For v1.4 go here https://huggingface.co/CompVis/stable-diffusion-v-1-4-original and create an account. Then go back to this page to accept the terms. Then go here https://huggingface.co/CompVis/stable-diffusion-v-1-4-original/blob/main/sd-v1-4.ckpt and download this file.
For v1.5, the model is at https://huggingface.co/runwayml/stable-diffusion-v1-5 and you can choose the 7.7GB model here: https://huggingface.co/runwayml/stable-diffusion-v1-5/resolve/main/v1-5-pruned.ckpt or go for the smaller 4.27GB model here: https://huggingface.co/runwayml/stable-diffusion-v1-5/resolve/main/v1-5-pruned-emaonly.ckpt
Copy the downloaded file to the 'model' folder you have setup in step 1. You will need to place the .ckpt file there and rename it to model.ckpt - so in my case I now have:
S:\nick-stable-diffusion-data\model\model.ckpt
To use RealESRGAN AI for inpainting and the GFPGAN AI to upscale your images and enhance the faces of any people featured, you will need to download these models which detect faces and enhance them as well as upscale the whole image. Follow these links to download:
... and save these files to the 'model' external folder you set up in step 1, alongside the Stable Diffusion model you downloaded in step 2 and copied in step 3. So now your model folder looks like this:
docker compose up -d --build
At first start the backend will then download another 2.73 GB of data which it will store in the 'cache' folder you set up on your drive and set up in docker compose. This will only happen the first time - it doesn't do this every time you start the backend. The second and subsequent times you start the backend it will be live within about 30 seconds, sometimes sooner. You can't use the application until you see, in the backend server log:
Backend Server ready for processing on port 8080
You can now start the UI by going to this web address on your web browser:
http://localhost:8000- that's port 8000
The UI is super-simple and is designed to be easily adapted to your needs. I've avoided frameworks so that you can add yours as needed. I've written the JavaScript in a spaced out and 'pythonic' manner so it is easy to read (I hope!)
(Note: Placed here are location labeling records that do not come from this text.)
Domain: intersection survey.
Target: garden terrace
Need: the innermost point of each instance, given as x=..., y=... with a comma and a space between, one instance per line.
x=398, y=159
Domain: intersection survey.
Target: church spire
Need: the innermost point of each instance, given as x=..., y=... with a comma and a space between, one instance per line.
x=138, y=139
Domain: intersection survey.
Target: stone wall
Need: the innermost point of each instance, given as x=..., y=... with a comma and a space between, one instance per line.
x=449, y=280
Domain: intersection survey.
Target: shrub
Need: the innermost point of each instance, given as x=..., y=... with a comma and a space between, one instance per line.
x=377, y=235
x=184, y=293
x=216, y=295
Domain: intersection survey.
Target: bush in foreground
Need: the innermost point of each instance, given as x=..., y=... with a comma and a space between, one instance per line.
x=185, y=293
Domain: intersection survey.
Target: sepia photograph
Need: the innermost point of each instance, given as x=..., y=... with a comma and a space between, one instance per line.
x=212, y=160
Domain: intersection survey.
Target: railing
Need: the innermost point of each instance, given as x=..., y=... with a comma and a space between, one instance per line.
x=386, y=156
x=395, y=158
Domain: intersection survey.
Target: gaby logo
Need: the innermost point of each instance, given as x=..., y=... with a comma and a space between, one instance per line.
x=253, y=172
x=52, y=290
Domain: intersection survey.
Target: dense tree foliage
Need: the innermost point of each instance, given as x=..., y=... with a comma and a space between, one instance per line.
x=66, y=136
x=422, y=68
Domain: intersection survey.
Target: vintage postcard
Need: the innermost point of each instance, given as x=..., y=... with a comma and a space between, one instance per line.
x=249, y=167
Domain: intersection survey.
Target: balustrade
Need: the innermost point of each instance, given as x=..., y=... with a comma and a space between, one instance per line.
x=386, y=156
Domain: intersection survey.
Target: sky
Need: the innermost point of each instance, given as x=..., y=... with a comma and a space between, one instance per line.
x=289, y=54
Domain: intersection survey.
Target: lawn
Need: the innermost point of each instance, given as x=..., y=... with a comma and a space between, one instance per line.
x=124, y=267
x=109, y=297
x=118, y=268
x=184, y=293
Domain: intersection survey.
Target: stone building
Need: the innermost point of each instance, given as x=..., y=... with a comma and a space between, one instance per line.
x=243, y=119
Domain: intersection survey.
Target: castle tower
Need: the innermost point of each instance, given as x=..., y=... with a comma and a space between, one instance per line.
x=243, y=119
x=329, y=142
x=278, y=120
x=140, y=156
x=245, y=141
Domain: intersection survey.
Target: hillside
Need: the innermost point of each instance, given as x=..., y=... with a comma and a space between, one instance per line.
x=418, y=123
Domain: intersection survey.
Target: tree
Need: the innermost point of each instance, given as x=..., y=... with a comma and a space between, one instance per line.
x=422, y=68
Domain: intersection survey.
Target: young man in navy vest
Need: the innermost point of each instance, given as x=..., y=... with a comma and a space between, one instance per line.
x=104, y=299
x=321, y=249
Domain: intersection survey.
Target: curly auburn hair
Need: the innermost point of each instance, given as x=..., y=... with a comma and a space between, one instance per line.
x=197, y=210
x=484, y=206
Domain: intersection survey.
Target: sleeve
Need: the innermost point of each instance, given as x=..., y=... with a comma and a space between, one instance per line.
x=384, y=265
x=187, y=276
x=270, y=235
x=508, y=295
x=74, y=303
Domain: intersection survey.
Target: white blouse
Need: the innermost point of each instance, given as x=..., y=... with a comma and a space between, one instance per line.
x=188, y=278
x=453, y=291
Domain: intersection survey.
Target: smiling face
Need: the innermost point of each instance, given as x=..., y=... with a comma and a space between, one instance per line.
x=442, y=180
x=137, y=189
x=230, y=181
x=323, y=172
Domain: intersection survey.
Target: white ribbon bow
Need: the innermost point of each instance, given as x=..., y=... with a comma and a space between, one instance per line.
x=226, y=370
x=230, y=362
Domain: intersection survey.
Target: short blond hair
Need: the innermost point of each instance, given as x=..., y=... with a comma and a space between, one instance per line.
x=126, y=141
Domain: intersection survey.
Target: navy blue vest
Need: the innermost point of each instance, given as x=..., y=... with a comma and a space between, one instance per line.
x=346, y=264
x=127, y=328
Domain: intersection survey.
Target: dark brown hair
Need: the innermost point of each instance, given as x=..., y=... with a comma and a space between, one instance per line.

I've written the scheduler and frontend web server in Python. The Scheduler uses a simple FIFO queue to manage the prompts with Redis as the queuing database. I've used a class based on BaseHTTPRequestHandler to handle the requests from the UI.
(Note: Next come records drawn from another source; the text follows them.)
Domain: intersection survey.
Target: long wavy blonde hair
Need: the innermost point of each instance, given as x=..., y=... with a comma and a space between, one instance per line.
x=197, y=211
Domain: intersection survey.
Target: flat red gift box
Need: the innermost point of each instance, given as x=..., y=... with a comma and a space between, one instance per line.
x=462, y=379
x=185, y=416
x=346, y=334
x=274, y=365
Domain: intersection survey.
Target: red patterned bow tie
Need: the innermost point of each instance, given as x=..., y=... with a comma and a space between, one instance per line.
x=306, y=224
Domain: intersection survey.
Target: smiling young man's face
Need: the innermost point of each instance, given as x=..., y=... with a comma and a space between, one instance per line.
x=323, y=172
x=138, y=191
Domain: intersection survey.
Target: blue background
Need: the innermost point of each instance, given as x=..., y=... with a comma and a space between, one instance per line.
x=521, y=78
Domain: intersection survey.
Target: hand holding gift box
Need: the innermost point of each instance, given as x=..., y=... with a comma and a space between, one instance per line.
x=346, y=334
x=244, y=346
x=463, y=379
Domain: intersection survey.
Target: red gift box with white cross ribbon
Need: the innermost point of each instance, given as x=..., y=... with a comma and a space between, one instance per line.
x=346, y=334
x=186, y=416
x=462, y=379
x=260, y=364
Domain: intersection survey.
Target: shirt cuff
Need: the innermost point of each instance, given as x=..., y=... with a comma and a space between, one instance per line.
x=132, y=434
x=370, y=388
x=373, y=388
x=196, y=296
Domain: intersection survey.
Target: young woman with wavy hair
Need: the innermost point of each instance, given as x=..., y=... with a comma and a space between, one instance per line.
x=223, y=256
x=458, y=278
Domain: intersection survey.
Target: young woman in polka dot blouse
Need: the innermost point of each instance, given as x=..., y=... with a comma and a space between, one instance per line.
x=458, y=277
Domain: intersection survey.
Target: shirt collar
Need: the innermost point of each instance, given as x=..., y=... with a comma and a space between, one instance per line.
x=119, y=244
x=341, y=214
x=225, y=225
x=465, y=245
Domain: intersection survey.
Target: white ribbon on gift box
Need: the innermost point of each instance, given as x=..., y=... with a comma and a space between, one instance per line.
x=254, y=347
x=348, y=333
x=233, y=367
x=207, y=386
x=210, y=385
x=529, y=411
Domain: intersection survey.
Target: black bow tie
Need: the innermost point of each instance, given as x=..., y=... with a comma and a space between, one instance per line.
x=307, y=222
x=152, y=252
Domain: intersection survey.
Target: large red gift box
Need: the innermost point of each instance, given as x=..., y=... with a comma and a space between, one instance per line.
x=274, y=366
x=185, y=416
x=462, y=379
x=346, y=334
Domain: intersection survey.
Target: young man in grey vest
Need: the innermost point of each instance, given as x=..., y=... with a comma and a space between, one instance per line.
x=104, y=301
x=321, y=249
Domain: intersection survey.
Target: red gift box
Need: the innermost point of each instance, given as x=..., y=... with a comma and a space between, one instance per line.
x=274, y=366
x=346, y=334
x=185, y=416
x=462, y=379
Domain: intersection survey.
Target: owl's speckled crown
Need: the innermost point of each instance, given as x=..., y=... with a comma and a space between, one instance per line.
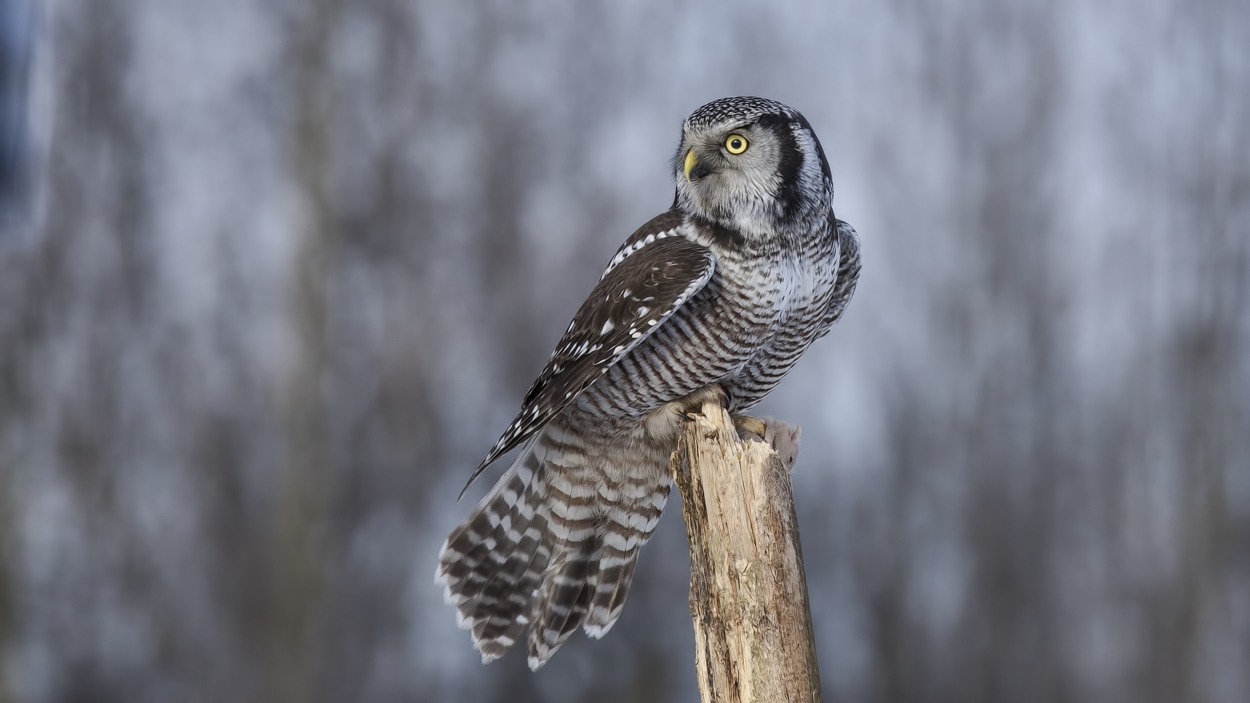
x=743, y=108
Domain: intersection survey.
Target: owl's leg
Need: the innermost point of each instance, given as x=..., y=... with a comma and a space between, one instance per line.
x=783, y=438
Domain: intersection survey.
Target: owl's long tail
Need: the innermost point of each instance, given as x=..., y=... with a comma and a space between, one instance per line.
x=553, y=546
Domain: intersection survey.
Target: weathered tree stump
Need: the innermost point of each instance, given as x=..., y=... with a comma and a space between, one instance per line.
x=748, y=591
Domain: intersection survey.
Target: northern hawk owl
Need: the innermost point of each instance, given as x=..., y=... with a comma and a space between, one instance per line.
x=719, y=294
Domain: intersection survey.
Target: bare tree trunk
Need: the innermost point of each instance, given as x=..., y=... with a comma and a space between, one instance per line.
x=748, y=591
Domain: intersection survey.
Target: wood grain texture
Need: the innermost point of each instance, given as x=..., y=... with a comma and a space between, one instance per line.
x=748, y=589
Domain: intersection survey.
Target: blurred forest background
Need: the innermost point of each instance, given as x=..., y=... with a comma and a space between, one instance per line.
x=274, y=277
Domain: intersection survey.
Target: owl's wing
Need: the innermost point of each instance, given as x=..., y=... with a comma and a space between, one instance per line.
x=848, y=274
x=654, y=273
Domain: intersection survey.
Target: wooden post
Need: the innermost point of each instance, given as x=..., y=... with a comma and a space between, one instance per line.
x=748, y=592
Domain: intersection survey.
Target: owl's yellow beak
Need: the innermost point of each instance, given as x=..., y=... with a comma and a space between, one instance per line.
x=690, y=161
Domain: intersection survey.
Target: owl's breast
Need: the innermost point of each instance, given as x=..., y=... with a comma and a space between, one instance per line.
x=804, y=287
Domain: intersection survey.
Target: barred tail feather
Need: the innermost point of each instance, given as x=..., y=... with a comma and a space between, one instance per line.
x=491, y=563
x=554, y=547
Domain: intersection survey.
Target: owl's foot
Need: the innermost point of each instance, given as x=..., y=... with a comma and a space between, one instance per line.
x=783, y=438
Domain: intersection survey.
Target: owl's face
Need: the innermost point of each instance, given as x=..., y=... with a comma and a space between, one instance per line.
x=751, y=164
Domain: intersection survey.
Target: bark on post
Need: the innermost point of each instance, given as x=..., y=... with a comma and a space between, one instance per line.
x=748, y=591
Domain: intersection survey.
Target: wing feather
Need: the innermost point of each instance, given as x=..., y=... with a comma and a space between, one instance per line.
x=654, y=273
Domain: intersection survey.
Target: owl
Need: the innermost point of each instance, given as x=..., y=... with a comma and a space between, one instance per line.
x=715, y=298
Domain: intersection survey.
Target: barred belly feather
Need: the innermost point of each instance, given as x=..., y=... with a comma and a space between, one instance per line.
x=718, y=297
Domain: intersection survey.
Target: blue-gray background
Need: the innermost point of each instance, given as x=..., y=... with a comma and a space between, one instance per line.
x=274, y=275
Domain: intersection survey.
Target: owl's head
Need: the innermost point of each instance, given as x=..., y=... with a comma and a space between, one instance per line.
x=753, y=165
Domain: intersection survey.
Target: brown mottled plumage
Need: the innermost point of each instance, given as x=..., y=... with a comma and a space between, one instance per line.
x=723, y=292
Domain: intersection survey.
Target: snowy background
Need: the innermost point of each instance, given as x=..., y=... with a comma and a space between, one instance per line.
x=275, y=275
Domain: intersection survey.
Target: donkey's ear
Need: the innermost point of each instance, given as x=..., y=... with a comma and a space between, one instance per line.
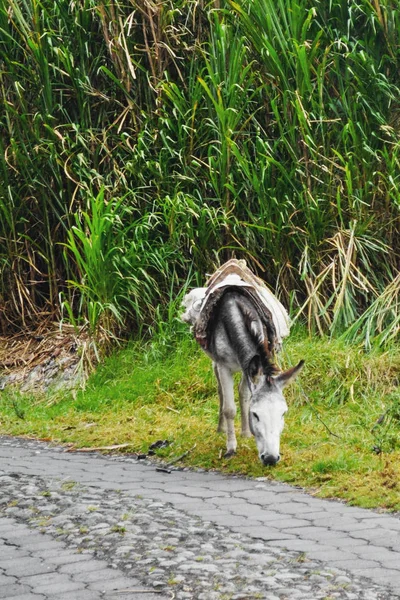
x=283, y=379
x=253, y=372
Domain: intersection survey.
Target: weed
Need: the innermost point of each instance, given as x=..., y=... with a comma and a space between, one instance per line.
x=69, y=486
x=118, y=529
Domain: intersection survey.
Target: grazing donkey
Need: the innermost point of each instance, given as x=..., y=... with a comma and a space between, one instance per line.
x=238, y=338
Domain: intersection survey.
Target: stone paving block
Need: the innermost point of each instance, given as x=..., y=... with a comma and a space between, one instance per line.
x=29, y=597
x=12, y=552
x=104, y=574
x=63, y=556
x=264, y=533
x=26, y=567
x=334, y=554
x=382, y=575
x=82, y=594
x=85, y=566
x=11, y=590
x=109, y=586
x=6, y=579
x=357, y=564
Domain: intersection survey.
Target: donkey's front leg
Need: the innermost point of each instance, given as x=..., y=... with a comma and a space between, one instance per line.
x=244, y=399
x=225, y=379
x=221, y=419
Type in a prompt, choose the number of images and 'Click to send request'. The images will appear on the page as they are created:
This page enables you to type in a prompt, choose the number of images you wish to create from 1 to 30, and set the AI processing! It's designed to be simple to use, with a random seed value generated for you.
Type in a prompt, set the number of images (from 1 to 30) and 'click to send request'. The request will be queued and the scheduler will pick it up and process it. The scheduler will then send the results back to the frontend web server which will then send the results back to the web page.
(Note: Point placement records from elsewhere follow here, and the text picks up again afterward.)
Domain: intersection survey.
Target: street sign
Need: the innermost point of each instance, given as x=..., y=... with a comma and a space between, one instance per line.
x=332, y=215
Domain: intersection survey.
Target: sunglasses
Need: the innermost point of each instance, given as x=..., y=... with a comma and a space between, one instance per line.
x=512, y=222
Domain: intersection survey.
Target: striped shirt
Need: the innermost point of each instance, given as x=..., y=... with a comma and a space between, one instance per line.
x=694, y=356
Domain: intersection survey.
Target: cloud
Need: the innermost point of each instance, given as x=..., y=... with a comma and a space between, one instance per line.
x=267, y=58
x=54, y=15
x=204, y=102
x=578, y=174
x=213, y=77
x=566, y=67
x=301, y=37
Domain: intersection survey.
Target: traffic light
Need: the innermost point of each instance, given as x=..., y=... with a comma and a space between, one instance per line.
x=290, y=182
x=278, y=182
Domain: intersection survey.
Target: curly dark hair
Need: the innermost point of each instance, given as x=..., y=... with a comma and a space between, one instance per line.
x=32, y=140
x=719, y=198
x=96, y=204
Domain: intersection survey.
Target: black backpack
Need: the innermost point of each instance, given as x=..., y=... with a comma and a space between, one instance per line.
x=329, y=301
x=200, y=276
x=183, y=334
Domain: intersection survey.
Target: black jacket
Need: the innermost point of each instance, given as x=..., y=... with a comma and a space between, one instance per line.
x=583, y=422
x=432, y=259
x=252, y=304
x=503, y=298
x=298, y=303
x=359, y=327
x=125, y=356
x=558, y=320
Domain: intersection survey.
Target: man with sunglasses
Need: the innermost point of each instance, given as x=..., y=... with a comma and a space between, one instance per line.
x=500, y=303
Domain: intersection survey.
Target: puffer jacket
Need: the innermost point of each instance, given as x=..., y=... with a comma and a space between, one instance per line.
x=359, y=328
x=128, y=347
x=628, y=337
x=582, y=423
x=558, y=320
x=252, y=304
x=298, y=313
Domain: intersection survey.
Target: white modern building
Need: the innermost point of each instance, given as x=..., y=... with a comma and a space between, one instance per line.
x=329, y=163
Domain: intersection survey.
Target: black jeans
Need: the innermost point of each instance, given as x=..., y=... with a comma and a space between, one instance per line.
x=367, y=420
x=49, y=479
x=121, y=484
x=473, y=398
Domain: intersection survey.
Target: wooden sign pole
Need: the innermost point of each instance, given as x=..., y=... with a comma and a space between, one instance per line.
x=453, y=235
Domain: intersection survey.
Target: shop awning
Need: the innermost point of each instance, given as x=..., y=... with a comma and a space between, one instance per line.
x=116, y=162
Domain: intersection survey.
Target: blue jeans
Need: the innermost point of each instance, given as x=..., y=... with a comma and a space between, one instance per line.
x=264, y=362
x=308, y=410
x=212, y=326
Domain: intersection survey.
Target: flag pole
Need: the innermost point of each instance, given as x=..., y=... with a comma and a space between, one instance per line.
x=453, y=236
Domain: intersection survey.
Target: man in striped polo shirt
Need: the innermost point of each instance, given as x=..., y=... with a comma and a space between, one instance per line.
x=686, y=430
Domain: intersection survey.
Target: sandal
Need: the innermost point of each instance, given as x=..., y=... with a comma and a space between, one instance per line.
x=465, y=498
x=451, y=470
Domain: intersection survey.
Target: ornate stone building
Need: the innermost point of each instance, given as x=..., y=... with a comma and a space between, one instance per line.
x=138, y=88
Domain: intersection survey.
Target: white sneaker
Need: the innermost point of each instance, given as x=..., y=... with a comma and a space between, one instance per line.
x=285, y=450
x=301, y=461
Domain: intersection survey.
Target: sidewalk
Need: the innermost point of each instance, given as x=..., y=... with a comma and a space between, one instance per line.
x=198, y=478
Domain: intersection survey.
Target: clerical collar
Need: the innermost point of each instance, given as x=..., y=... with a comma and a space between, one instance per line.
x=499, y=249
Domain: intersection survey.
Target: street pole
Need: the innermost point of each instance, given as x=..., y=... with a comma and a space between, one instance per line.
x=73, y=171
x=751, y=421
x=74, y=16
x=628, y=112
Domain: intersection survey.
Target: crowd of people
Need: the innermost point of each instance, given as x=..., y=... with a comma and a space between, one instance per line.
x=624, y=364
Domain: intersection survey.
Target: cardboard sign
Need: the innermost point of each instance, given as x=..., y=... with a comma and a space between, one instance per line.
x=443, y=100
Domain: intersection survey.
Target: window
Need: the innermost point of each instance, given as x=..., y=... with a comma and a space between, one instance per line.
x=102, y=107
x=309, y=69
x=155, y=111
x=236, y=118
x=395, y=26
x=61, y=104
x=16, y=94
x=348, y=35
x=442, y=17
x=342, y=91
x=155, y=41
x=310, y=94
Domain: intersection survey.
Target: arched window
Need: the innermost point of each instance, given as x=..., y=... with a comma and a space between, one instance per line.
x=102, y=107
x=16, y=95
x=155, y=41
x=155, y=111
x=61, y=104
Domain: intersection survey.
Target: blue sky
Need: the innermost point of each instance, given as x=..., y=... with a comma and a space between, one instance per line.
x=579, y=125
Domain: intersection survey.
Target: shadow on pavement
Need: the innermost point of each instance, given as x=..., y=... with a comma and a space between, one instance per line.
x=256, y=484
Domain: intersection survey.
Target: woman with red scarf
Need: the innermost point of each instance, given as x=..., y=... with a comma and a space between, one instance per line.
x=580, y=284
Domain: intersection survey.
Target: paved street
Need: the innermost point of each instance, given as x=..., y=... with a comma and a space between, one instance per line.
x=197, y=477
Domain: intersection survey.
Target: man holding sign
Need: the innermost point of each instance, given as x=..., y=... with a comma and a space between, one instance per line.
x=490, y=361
If you wish to include words or phrases in your prompt that you don't want the AI to use, you can surround them with square brackets. For example, if you type in the prompt: "english market town [people]" then the AI will try to generate images of an English market town with no people. There can be more than one word or phrase in square brackets, and several groups of square brackets can be used in a prompt.
Once the images appear, hover over them with your mouse to make them much bigger. You can drag them onto your desktop with your mouse to save them outside the library.
These images belong to you. They are your copyright. You can use them for whatever you wish.
If you don't want to wait, you can send several requests - just keep clicking the 'click to send request' button. Your requests will be added to the queue. Note that only the last request you sent will result in images appearing on the page, but you can see all the requests as each completes on the library page (see below).
If you wish, you can use a service such as ngrok to get your computer a temporary web address on the internet, then your friends submit prompts using the application, they will just get added to the queue and processed in turn. Indeed, the whole application is designed for multi-user operation.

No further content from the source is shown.